Lo scenario internazionale continua a essere caratterizzato da un rallentamento dell’attività economica e da una elevata e persistente incertezza, alimentata dagli annunci sulle misure di politica commerciale da parte della nuova amministrazione statunitense. È quanto emerge dalla nota dell’Istat sull’andamento dell’economia italiana.

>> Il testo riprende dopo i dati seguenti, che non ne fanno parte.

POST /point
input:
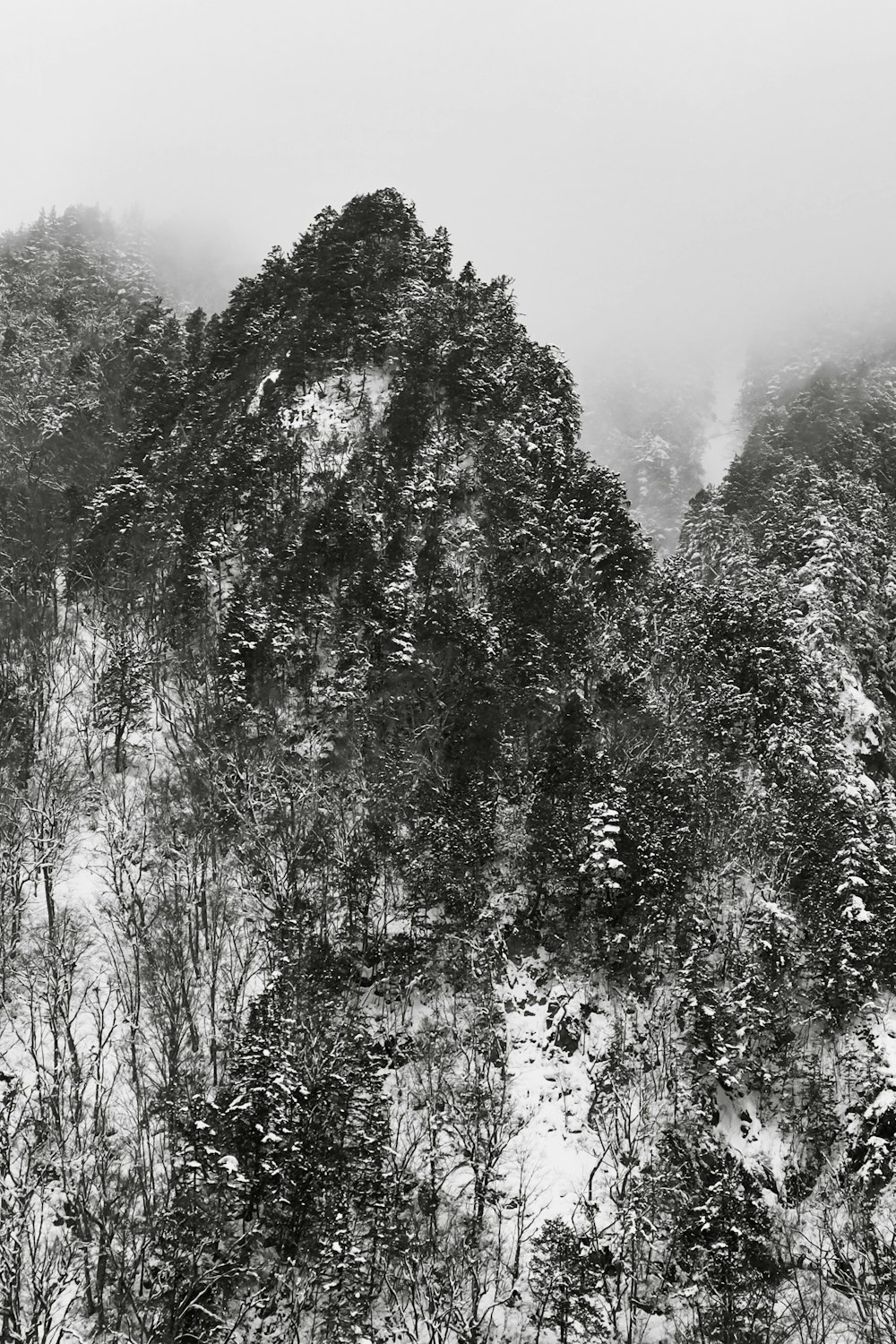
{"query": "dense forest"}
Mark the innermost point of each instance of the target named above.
(426, 914)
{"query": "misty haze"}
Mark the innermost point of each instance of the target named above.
(447, 674)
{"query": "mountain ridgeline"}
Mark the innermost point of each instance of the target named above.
(425, 914)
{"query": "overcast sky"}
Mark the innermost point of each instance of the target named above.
(654, 174)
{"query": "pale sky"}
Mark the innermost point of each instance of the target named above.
(653, 174)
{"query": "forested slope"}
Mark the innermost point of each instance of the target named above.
(422, 914)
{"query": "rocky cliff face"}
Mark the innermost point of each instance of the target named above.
(424, 916)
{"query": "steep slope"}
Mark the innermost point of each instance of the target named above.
(422, 916)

Nel primo trimestre, a fronte di una buona tenuta dell’economia in Cina e nell’area euro, il Pil degli Stati Uniti ha segnato una lieve variazione negativa, principalmente dovuta a un forte aumento delle importazioni. Secondo la stima preliminare, nei primi tre mesi dell’anno il Pil italiano è cresciuto dello 0,3 per cento, risultato migliore di Francia e Germania, ma inferiore alla Spagna. Nel primo trimestre, la produzione industriale ha registrato un lieve incremento su base congiunturale: all’aumento dell’indice di gennaio è seguita una flessione a febbraio e una stabilità a marzo. Il clima di fiducia delle imprese ha mostrato la terza flessione consecutiva ad aprile, coinvolgendo tutti e quattro i principali settori economici.
In diminuzione, nello stesso mese, anche la fiducia dei consumatori, con un peggioramento particolarmente marcato delle opinioni sulla situazione economica dell’Italia. Nonostante un lieve calo a marzo, l’occupazione, nel primo trimestre, è aumentata dello 0,9 per cento su base congiunturale. Tale andamento positivo ha riguardato uomini e donne, i dipendenti permanenti e gli autonomi, i giovani di 15-24 anni e chi ha almeno 50 anni d’età.
L’inflazione armonizzata dei prezzi al consumo (Ipca) in tutti i maggiori paesi europei è rimasta sostanzialmente invariata in aprile rispetto a marzo, risultando pari al 2,1 per cento in Italia e al 2,2 per cento nella media dell’area euro. Tra le imprese esportatrici, quelle più vulnerabili alla domanda estera si caratterizzano anche per maggiori problemi di redditività, e quindi per una più elevata precarietà nel grado di solidità economico-finanziaria. Rispetto a possibili shock (vedi dazi), la combinazione di una vulnerabilità all’export e di una fragilità nelle condizioni di redditività potrebbe pertanto rappresentare un ulteriore fattore specifico di criticità.